Coaching and teaching juniors can be a very rewarding experience. However, one thing I did not expect when I began my teaching career was how much time and energy it would take to deal with the parents of players. As an instructor and coach, you will quickly learn there are basically two kinds of parents that have an impact on your teaching effectiveness – those that make your job harder, and those that make your job easier.
We’ve all witnessed the parent who sits to close to the court and constantly voices sarcastic or negative comments and gestures at every error or missed opportunity. These parents often live through their child’s tennis, base their worth as a parent on their child’s success, try to coach and interfere with their child’s lessons by distracting the child to such a degree that the player becomes uptight and less motivated. Some parents place far too great an emphasis on “winning” and far too little on improving, competing and the simple joy of playing. Others may be unrealistic in their expectations of their child’s ability and performance. Regardless of the reasons for these negative parental behaviors, it is likely that their children will not reach their full potential as tennis players.
The parents that make your job easier can actually help elevate their child’s performance. Through my experience, I have learned that behind every great player has a devoted parent who sacrifices much to help their child achieve their tennis dreams. These parents provide considerable financial and organizational support. They also instill critical values in their child such as hard work, respect of others and the discipline needed for competitive tennis. Effective tennis parents also keep the lines of communication open with the player’s coach and, by doing so, they greatly enhance the coach’s understanding of the player.

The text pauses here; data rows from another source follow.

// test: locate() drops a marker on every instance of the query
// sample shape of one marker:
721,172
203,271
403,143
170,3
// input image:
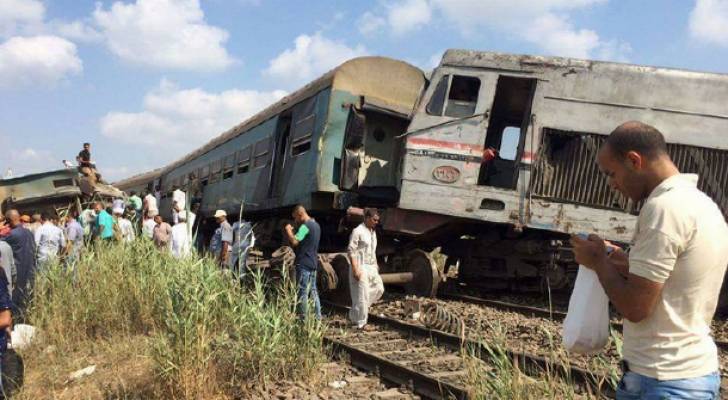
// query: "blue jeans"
306,288
634,386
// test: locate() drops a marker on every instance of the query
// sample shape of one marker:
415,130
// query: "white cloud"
183,119
556,36
709,21
369,23
163,33
17,15
80,31
408,15
310,57
545,23
37,60
28,160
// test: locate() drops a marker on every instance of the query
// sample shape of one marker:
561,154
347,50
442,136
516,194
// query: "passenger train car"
492,159
291,152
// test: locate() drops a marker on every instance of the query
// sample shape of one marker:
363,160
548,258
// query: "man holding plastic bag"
667,287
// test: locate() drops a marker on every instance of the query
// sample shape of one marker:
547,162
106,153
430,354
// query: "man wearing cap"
225,233
22,242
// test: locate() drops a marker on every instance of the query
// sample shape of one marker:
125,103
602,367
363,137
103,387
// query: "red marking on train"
445,144
527,155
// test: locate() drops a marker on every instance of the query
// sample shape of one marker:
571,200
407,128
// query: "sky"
147,81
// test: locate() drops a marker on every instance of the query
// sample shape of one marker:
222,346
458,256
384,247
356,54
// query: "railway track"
430,362
554,315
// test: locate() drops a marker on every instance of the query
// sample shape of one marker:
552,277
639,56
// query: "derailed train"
376,132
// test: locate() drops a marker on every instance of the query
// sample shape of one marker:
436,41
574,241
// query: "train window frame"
215,171
261,153
438,98
472,91
303,128
244,157
509,131
443,103
228,166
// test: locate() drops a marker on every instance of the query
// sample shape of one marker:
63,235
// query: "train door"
506,133
278,163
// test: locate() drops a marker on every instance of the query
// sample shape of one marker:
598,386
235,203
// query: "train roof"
519,62
138,179
386,82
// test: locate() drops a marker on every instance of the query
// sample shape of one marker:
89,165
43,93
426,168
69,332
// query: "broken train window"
461,99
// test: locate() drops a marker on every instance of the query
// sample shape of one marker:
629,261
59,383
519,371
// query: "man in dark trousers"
85,165
22,242
305,242
667,286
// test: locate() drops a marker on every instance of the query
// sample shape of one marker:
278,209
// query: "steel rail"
529,364
536,311
421,384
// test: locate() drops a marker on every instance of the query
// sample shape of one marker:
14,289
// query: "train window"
301,146
463,96
215,169
262,153
304,116
437,101
228,166
63,182
379,134
244,160
509,143
204,173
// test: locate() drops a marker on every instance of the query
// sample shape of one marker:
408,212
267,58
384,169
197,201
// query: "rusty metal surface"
566,171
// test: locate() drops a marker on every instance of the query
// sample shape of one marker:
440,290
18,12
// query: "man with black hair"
365,284
305,242
22,242
85,165
50,240
667,287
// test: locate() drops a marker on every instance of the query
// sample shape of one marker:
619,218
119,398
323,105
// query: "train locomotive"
489,158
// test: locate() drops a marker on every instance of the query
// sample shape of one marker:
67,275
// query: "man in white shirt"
148,226
365,284
49,240
667,287
178,203
125,226
150,205
181,241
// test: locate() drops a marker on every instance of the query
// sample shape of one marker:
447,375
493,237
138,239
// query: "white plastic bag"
586,327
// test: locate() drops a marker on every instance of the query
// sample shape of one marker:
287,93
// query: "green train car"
294,151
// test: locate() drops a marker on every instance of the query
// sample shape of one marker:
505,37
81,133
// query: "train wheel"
425,275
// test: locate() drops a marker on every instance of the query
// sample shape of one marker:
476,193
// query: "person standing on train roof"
50,240
667,286
305,242
224,235
365,284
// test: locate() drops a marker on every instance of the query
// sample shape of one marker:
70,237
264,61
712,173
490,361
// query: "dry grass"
157,327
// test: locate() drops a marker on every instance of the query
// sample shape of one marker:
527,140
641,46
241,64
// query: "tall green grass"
208,334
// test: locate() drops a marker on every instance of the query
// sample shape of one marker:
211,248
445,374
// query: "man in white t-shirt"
49,239
150,205
181,240
667,287
365,284
148,226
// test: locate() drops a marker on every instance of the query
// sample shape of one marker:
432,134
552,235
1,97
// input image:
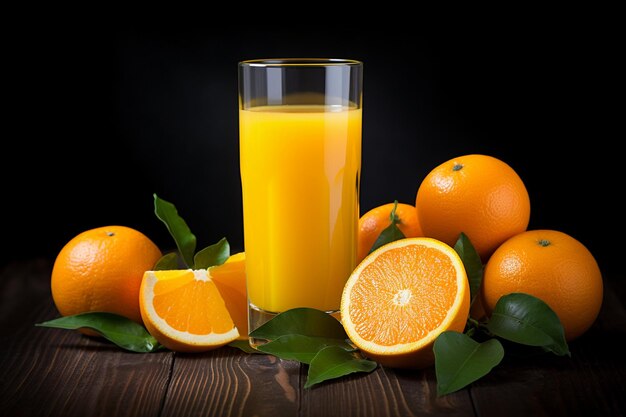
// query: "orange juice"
300,179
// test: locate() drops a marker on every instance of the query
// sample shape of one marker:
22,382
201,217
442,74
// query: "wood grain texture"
384,392
228,382
591,382
53,372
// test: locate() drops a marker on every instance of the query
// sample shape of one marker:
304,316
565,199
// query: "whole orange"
552,266
101,270
372,223
478,195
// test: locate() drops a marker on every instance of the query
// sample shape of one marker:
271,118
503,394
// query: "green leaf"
243,345
185,240
390,233
305,321
333,362
212,255
299,347
460,360
167,262
525,319
472,263
124,332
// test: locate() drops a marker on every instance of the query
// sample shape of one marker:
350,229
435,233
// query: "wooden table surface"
52,372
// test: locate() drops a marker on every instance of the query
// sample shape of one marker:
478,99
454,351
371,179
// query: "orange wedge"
230,278
401,297
184,311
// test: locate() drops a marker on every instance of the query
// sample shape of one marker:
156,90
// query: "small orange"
101,270
184,310
372,223
552,266
230,279
479,195
401,297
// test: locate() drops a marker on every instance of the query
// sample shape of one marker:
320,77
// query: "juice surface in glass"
300,168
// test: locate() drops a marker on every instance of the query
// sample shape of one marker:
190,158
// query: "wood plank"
588,383
53,372
228,382
384,392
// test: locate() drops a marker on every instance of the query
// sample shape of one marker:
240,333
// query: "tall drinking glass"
300,162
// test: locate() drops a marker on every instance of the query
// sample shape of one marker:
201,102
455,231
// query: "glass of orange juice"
300,162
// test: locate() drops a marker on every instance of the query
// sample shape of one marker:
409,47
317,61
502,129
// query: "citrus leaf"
525,319
212,255
185,240
472,263
460,360
243,345
333,362
304,321
167,262
299,347
390,233
124,332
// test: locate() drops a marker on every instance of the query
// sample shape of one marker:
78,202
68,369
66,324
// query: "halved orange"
184,311
230,278
401,297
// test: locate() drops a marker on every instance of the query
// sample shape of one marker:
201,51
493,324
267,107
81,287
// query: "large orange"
372,223
552,266
401,297
479,195
101,270
184,310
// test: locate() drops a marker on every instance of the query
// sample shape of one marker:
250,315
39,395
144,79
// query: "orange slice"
401,297
184,311
230,278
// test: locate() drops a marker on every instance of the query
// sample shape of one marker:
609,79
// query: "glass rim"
300,62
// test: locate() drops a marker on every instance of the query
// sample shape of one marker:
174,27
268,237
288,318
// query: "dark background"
106,115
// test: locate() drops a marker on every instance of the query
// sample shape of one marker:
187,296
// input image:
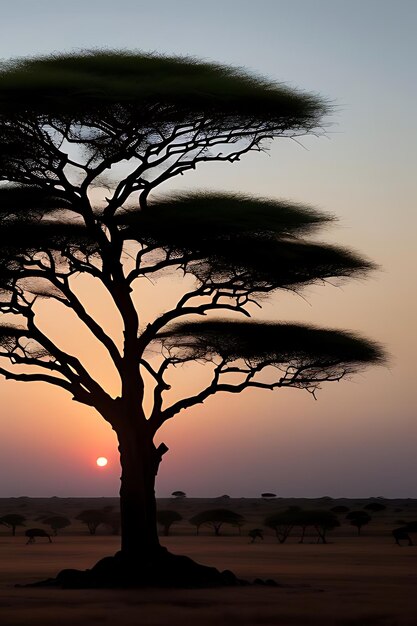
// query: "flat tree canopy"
87,142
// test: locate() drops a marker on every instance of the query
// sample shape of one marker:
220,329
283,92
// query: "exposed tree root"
163,571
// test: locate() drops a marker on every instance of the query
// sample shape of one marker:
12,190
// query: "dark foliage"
67,122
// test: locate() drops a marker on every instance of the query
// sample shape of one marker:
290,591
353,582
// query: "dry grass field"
361,581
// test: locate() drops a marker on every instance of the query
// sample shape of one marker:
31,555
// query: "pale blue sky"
360,438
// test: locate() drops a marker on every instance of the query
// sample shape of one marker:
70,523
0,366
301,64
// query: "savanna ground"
365,580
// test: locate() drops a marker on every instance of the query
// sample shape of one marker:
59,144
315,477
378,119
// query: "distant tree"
358,519
215,518
179,495
340,508
92,518
12,520
375,507
256,533
282,522
31,533
86,142
223,498
56,522
403,533
112,519
322,521
166,518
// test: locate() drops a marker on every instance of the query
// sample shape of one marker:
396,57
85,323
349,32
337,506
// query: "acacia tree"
129,123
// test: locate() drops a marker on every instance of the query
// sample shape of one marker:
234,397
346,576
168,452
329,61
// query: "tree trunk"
139,461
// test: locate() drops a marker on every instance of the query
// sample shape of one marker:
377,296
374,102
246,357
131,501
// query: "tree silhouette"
359,519
56,522
72,126
215,518
166,517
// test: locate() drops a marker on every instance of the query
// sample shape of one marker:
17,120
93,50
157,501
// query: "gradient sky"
359,438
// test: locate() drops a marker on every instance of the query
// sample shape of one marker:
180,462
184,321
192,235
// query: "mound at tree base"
165,571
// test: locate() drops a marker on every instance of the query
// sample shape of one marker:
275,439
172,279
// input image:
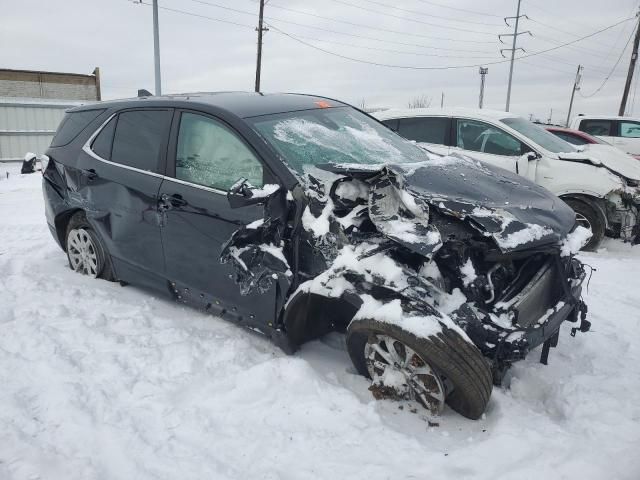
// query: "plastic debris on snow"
575,241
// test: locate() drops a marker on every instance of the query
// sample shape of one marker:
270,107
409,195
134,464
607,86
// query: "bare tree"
421,101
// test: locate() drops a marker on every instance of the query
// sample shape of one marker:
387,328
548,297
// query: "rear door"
491,144
206,157
434,133
629,136
122,190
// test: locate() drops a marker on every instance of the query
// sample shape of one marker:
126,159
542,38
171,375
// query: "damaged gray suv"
297,215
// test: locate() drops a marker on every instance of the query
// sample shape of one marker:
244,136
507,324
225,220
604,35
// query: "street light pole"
483,72
576,86
156,48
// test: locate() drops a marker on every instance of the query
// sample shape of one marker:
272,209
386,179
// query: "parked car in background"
297,215
601,185
578,138
621,132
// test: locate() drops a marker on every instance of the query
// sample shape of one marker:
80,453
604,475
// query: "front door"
206,158
433,133
493,145
123,167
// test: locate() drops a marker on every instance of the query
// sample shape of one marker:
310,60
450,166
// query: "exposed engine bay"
502,275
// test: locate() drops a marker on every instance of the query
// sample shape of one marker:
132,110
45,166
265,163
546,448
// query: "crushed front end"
504,275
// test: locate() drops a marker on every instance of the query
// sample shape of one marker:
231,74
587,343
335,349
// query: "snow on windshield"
338,136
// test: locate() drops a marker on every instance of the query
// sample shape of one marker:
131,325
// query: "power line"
191,14
346,22
184,12
417,12
545,67
445,67
613,69
350,45
360,7
383,41
460,9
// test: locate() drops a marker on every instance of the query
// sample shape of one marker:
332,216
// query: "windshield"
539,135
339,135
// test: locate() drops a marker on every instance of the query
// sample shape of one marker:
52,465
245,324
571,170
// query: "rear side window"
72,124
101,146
629,129
425,129
597,127
139,138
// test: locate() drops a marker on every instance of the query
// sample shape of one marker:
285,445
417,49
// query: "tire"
459,364
589,216
85,251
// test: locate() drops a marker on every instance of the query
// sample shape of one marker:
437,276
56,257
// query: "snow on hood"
610,157
515,212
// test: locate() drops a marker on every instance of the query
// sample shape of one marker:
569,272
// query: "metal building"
33,103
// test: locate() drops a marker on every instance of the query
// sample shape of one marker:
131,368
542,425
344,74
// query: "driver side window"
210,154
483,137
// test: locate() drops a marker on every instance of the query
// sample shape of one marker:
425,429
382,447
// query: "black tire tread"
79,219
448,352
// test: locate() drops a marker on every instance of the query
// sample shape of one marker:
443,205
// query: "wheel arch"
61,222
308,316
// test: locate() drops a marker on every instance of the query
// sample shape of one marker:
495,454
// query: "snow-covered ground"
103,381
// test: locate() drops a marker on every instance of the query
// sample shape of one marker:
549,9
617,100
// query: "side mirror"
242,193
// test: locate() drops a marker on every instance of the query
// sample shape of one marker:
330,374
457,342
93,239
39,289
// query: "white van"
623,132
602,185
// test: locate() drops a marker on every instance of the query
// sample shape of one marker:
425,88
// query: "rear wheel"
590,217
439,369
85,252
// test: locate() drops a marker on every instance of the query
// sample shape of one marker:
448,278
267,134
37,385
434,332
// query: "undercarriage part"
465,373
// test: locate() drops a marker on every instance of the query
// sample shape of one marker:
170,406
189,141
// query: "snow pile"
104,381
575,241
468,273
391,313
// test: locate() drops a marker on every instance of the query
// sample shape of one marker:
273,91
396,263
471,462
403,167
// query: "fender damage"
403,244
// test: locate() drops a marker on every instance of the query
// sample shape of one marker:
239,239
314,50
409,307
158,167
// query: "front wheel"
439,369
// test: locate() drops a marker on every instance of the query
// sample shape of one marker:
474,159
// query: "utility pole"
513,48
576,86
483,72
156,48
632,66
260,29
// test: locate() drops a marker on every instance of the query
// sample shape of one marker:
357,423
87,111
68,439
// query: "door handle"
171,201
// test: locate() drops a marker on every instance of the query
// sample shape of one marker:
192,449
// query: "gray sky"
199,54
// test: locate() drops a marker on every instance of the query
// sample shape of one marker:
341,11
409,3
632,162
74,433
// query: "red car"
577,137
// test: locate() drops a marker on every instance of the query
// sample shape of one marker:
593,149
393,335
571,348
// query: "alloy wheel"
395,366
83,255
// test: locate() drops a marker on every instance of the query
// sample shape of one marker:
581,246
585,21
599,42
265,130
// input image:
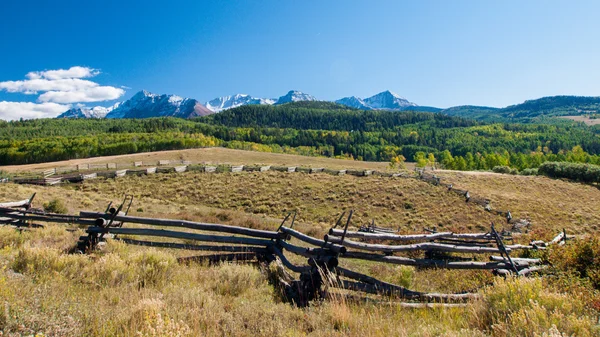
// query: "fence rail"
270,246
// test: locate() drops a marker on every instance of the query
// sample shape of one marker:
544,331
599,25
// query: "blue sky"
437,53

So given the two different roles that parents can play in the junior tennis experience, what does a coach do to effectively teach juniors? You must first realize that you can help the situation by creating better tennis parents. Begin by working hard to build trust. Be honest and open with the parents and listen to what they have to say. Help them to understand what their parental role and responsibilities are and educate them on positive tennis parenting behaviors. There are a number of things you can do to improve the parent-coach relationship. Some of these are described below:
1) Educate Parents – Some parents come to the courts completely void of a tennis frame of reference. Educate the parents on ways to positively help you help their child. Caution them about the common pitfalls parents can fall into when they become actively involved in their child’s athletic activity. Take a proactive approach to working with parents. Starting parents of beginning players off on the right foot and guiding them through the junior tennis experience is more effective than leaving them on their own.
2) Communicate with the Parents – As a coach you are expected to bring extensive tennis knowledge into the picture. Parents can also bring extensive knowledge into picture where their child is concerned. They can provide a wealth of information to you to help you be more successful. They can advise you on the mental capabilities and emotional limitations of the child. These factors can have a huge impact on your teaching effectiveness. But these aren’t the only factors to consider. You must realize that the parents are your employers. And like any business, to be successful, one needs to listen to and meet the customer’s needs. It is imperative that you develop excellent lines of communication and work to keep those lines of communication open.
3) Prepare for the Parent Problem – Despite all of your efforts, from time to time you may have a problem parent to deal with. You want to be prepared to effectively deal with them before the problem occurs. So take some time to determine what parental actions you will not tolerate and how you might deal with potential problems. If you have these things figured out ahead of time you will be more effective when problems begin to reveal themselves.